Category Archives: Implementation

Generating SideEffect Classes

There are at least three ways to create a SideEffect class (java file) that can be used as an option:

  1. http://foo.smoslt.com/generating-sideeffect-classes/ – a wizard
  2. same wizard as above, only run on your local box
  3. Copy and paste an existing TemplateSideEffect.java file

Any are OK, but if you are willing to do number 1 above, your work product can be automagically shared with others

more here later

Saturation vs MoreIsBetter Scoring for SideEffects

Imagine two different types of scoring scenarios

  • Hours – number of man-hours it takes to complete a complex software creation schedule
  • ScalesUp – feature of software that makes it scale to near infinite number of users

Both of these are actually Saturation based scoring models, but only theoretically. In practice, there is no hope of ever reducing the number of hours to zero, so really hours is always a MoreIsBetter model – the more efficient the process – in this case the least number of hours, the better.

  • 2863 hours: good
  • 2714 hours: better

But ScalesUp is like most other scoring aspects of creating software. It is a goal which is actually quite attainable in a very finite sense. Once you have built software which can and does deploy to near infinite scale, you are pretty much done with that.

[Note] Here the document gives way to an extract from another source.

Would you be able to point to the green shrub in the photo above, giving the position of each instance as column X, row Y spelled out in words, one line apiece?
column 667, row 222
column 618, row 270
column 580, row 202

It works, and more, in this case is not better. You can’t improve much on perfection. This is the Saturation model, and that model can be easily represented as a 1-100 score, where 100 is the highest score.

  • score of 0 – 0% complete
  • score of 70 – 70% complete
  • score of 99 – 99% complete

We can conclude then that each of these fits the opposite scoring model

  • Hours: MoreIsBetter model
  • ScalesUp: Saturation model

Scoring the Saturation Model

This is something that is not obvious until you start the process of scoring for Saturation in a specific score. It takes a different kind of thinking to score against a Saturation model when there are a number of different options that each contribute to a score.

Arbitrary Subtotals

When scoring for saturation, you know that the score can never exceed 100, but you also know that many different activities may be required to meet that goal. This might spread across several options, or in the case of Smoslt: SideEffects as Options

Let’s take an oversimplified example of scalesUp score:

  • Scalable Software: software written to operate across as many machines as required
  • Cloud Provider: relationship with a vendor to provide as many machines as required
  • DevOps: deployment written to recognize and react to increased need

You can’t get to 100 without each of these aspects being complete, so really you have to be able to score each separately. The percentage of score allocated to each is arbitrary, that they should total to 100% is not arbitrary – it is a given.

  • Scalable Software option: 25%
  • Cloud Provider option: 17%
  • DevOps option: 68%

Only now can you begin the process of scoring. For each of the above 3 options, you have the tasks of separately scoring completion against their respective target.

Saturation Based Scoring Within a SideEffect

To explore what it means to score a specific option that affects a saturation score, let’s look at the simpler option of Cloud Provider above. Note first, that this option may affect several different score types, including all of these below, most of which are saturation based scoring models.

  • Saturation
    • ScalesUp
    • ScalesDown
    • Durability
    • ManagerSpeak
    • FeedbackSpeed
  • MoreIsBetter
    • Hours
    • POLR
    • LongTerm

This breakdown may or may not be representative of what really belongs in Saturation based scoring, but let’s take one that is pretty clear – ScalesUp. This is because an app either scales up properly or it doesn’t. It can easily be measured and tested, and it is pretty obvious when it fails.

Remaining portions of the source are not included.